Using SQL with Pandas DataFrames

You can use SQL syntax for shaping and analyzing pandas DataFrames with ease.

Josep Ferrer
DataBites
6 min readAug 23, 2022

--

Self-made image. Using SQL with pandas DataFrames.
Self-made image. Using SQL with pandas DataFrames.

While conducting a job search for Data Scientist or Data Analyst, three letters often pop up in the job description section: SQL or also known as Structured Query Language.

This is a standardized programming language that is used to extract and organize stored data in a relational database. Most people who work with data are already familiar with its syntax — and with its simplicity.

This is why if you are dealing with datasets in pandas, I bet you probably have felt like most of the commands take too much effort to manipulate — especially when compared to SQL syntax.

Basic manipulation of data frames and table creation and editing is much easier when written in SQL. Thus this article is your lucky strike!

There is a method for using SQL queries and manipulating the pandas DataFrames within python. Want to know how?

Let’s discover it out together! 👇🏻

Pandasql

pandasqlallows you to query pandas data frames using SQL syntax. pandasql provides a more familiar — and easier — way of manipulating and cleaning data for people new to python or pandas.

#1. How to install?

You can follow the process explained in the pandasql documentation webpage. However, it is as easy as executing the following command.

pip install pandasql

If you are using Jupyter-Notebook, you can directly execute the following command in a cell.

!pip install pandasql

Once we have the library installed in our local environment, we just need to import the library — as you already do with any other library you use — and it will be ready to be used.

import pandasql

#2. How does it work?

The main function used in pandasql is sqldf. The sqldf is a simple wrapper to run SQL (SQLite) queries on Pandas data frame objects. There are some limitations in sqldf which are the limitations that come from SQLite.

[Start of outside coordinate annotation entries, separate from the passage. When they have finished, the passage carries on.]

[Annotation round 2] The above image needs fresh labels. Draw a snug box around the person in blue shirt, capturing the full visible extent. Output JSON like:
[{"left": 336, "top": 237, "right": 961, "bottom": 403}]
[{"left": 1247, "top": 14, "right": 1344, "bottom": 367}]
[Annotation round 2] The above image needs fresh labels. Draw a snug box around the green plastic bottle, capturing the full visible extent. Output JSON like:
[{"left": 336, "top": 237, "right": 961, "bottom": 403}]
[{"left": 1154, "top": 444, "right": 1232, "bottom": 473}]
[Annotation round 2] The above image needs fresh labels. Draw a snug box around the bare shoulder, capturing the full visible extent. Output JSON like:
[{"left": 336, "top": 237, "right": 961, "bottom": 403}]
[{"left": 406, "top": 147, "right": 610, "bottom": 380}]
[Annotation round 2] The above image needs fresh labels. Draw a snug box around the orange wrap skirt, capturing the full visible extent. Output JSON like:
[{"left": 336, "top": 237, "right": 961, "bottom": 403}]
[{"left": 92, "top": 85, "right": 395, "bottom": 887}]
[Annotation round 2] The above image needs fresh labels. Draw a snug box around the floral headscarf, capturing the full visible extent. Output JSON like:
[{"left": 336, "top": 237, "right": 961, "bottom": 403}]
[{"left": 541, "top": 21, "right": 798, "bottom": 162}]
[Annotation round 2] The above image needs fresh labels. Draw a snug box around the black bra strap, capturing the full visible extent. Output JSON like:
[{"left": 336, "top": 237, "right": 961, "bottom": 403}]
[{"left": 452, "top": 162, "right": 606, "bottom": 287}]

sqldf can be directly imported running the following command.

from pandasql import sqldf

sqldf accepts 2 parametrs — a SQL query string — and a set of environment variables (locals() or globals()) which is completely optional (and can be omitted).

from pandasql import sqldf
pysqldf = lambda q: sqldf(q, globals())

Any pandas data frames will be automatically detected by pandasql. You can query them as you would do in any regular SQL table. With its syntax sqldf(sql_query) , sqldf gives a pandas data frame as output.

We can query any pandas DataFrame using SQL in the same way as we extract data from any table using SQL.

This means, we just need a data frame to start exploring.

#3. Time to explore — Querying around! 🚀

You can have a first try of the library importing a sample data frame using the load_meat() and load_births() methods.

  1. We first import the library.
import pandasql
from pandasql import sqldf

2. I usually declare the function pysqldf to query in Python, but the default function sqldf can be used directly as well.

pysqldf = lambda q: sqldf(q)

3. pandasqlcontains two functions to load two sample data frames. We import both functions and declare their corresponding data frames.

from pandasql import load_meat, load_births
meats = load_meat()
births = load_births()

The meats data frame looks like follows:

4. Now that we have a sample data frame, we can execute any query towards it. In this case, I am going to display all rows that do contain a non-null turkey value.

pysqldf("SELECT * FROM meats WHERE turkey IS NOT NULL")

We can try more a little more complicated query. In this case, I want to know how much beef, veal and pork has been consumed year by year. To do so, I can extract the year from each date and sum all three kinds of meats while grouping by year.

pysqldf("SELECT strftime('%Y',DATE(date))  AS year, SUM(beef) AS beef ,SUM(veal) AS veal, SUM(pork) AS pork FROM meats GROUP BY year ORDER BY year DESC ")

The following data frame is obtained as the result of the previous query.

We can easily observe the temporal behaviour of the consuption of all three kinds of meat when plotting all three rows using the matplotlib library of python.

However, it is quite hard to understand the queries when they are stacked up on the same line.

This is why, here goes a really important — and useful — tip! 🚨🚨🚨

  • We can use triple comma (“““ ”””) to give structure to our query.
pysqldf("""            SELECT strftime('%Y',DATE(date))  AS year,
SUM(beef) AS beef,
SUM(veal) AS veal,
SUM(pork) AS pork
FROM meat
GROUP BY YEAR
ORDER BY YEAR DESC
""")

I bet you already got the idea right? Let’s see some more examples of queries that can be performed using pandasql.

#EXAMPLE 1: LEFT JOIN

The first example will consist on performing a left join. To do so, we import the library and get the two dataframes — in this case I will use directly both sample meat and births datasets. To perform a left join — we need two tables with a common column, so I grouped by both the evolution of births and consumption of meat by year.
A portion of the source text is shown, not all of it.